On Monday, nickel trading was suspended on the London Metal Exchange after prices breached $100 000 a tonne “in the mother of all short squeezes”, writes Craig Erlam, market analyst at forex company Oanda.
“Further market turbulence in the commodity space could easily follow.”
US President Joe Biden said other countries may not be able to join the US ban, though the UK said it would phase out Russian oil and related products by the end of 2022, while the European Union expects to reduce reliance on Russian gas by two-thirds by the end of the year.
The fact that the US adopted a unilateral ban on Russian oil explains why oil prices are only 5% to 6% higher on Monday instead of 15% to 20%, says Erlam.
The current ‘melt up’ in oil prices may not last, as new production will be rushed to market. The US and International Energy Agency said it would release 60 million barrels of oil from emergency stockpiles, which is equivalent to 4% of member countries’ stockpiles.
Terence Hove, market analyst at Exness Africa, says Europe is far more vulnerable than the US to economic calamity arising from higher oil prices, and could possibly send their economies into a tailspin.
“Brent was trading at near $138 a barrel on Monday. These additional [US sanctions against Russia] further exacerbate the possibility of crude at or above $150 per barrel which will be felt with the SA consumer. This war has become everyone’s situation to bear, in one way or another.”
Brent crude oil price in USD
The US ban includes petroleum products, liquefied natural gas (LNG) and coal, as well as new US investments in Russia’s energy sector.
In 2021, the US imported just 3.3% of its crude oil from Russia, so the ban will have minimal impact on US supplies.
Opportunity for SA
SA Oil & Gas Association spokesperson Craig Morkel says there is an opportunity for SA to become energy-independent within a decade and create hundreds of thousands of jobs, provided we act with urgency. SA can also reduce become an oil price maker rather than taker.
“We need to fast-track the Upstream Petroleum Resources Development Bill, because that can determine a portion of production for local consumption which can then be priced locally and can wean ourselves off the international pricing market.”
Whatever Russia cannot sell to Europe, China will buy.
Several Russian banks cut off from the SWIFT global payments system have been able to switch to China’s UnionPay, a competitor to Visa and Mastercard.
UnionPay is in about 180 countries worldwide, which will allow Russian banking customers to purchase goods worldwide.
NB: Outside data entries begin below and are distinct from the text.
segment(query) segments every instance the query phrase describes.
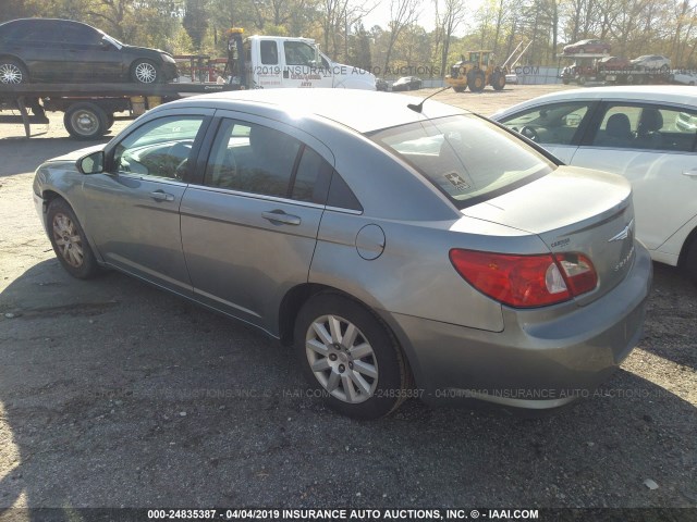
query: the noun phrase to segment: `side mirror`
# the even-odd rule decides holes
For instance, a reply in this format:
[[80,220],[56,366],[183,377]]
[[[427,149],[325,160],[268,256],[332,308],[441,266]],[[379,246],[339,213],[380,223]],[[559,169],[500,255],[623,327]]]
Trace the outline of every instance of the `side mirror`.
[[83,174],[105,172],[105,151],[98,150],[77,160],[77,170]]

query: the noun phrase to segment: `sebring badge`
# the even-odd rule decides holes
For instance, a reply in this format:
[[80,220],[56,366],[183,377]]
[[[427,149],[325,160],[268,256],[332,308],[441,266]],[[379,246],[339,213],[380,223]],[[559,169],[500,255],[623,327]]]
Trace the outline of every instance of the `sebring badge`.
[[617,234],[616,236],[612,236],[610,239],[608,239],[608,243],[612,243],[612,241],[622,241],[623,239],[626,239],[627,237],[629,237],[629,234],[632,233],[632,227],[634,226],[634,220],[632,220],[627,226],[625,226],[622,232],[620,232],[620,234]]

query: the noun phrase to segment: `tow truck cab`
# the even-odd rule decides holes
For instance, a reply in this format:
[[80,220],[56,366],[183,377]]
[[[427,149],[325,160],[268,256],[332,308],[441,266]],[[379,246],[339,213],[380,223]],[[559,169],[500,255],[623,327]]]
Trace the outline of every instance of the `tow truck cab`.
[[326,87],[376,90],[376,77],[332,62],[310,38],[250,36],[243,45],[247,89]]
China is also developing an alternative to SWIFT which it is expected to make available to Russia.
Rystad Energy’s senior analyst Kaushal Ramesh says there was a noticeable increase of about 4% in daily oil flows from Russia to Europe, offset by a small drop in flows from Norway.
“Russia has threatened to retaliate to Western sanctions by halting flows through Nord Stream 1, a risk that appears at least partly priced into the market at this point.
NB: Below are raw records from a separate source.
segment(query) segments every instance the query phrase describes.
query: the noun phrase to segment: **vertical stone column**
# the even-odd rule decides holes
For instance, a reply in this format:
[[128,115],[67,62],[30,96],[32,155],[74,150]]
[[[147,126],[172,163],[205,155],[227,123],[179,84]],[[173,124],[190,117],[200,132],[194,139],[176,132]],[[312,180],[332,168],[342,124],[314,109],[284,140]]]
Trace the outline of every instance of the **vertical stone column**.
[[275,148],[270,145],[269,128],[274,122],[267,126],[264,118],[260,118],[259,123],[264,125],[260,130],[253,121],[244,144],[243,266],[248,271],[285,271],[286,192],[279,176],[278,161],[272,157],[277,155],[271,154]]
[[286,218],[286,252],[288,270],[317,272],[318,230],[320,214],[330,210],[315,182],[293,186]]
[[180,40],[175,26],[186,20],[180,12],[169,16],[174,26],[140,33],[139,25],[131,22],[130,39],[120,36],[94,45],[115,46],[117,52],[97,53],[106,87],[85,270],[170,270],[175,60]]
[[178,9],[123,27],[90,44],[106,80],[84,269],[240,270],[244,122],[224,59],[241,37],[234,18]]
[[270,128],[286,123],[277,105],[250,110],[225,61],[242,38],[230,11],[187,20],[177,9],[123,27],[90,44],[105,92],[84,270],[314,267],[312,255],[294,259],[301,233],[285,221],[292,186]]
“Germany, on the other hand, remains reluctant to ban Russian energy exports, which the markets may read as a bearish signal.”
On the LNG front, Russian and non-Russian-linked vessels with Russian origin cargoes are able to be diverted to Belgium, France, and the Netherlands if turned away in the UK or Lithuania, suggesting these volumes may still enter the European gas network, says Ramesh.
“Near-term temperature forecasts have been revised upwards, and the outlook for wind generation has improved materially.”
The surge in oil prices has panicked financial markets.
The S&P 500 is down more than 12% since the start of the year, while the JSE Top 40 is flat over the same period.
This means per litre petrol charges of R20 and more will be here for the foreseeable future, but there is a broader impact on food and other prices – all of which rely on fuel for transport.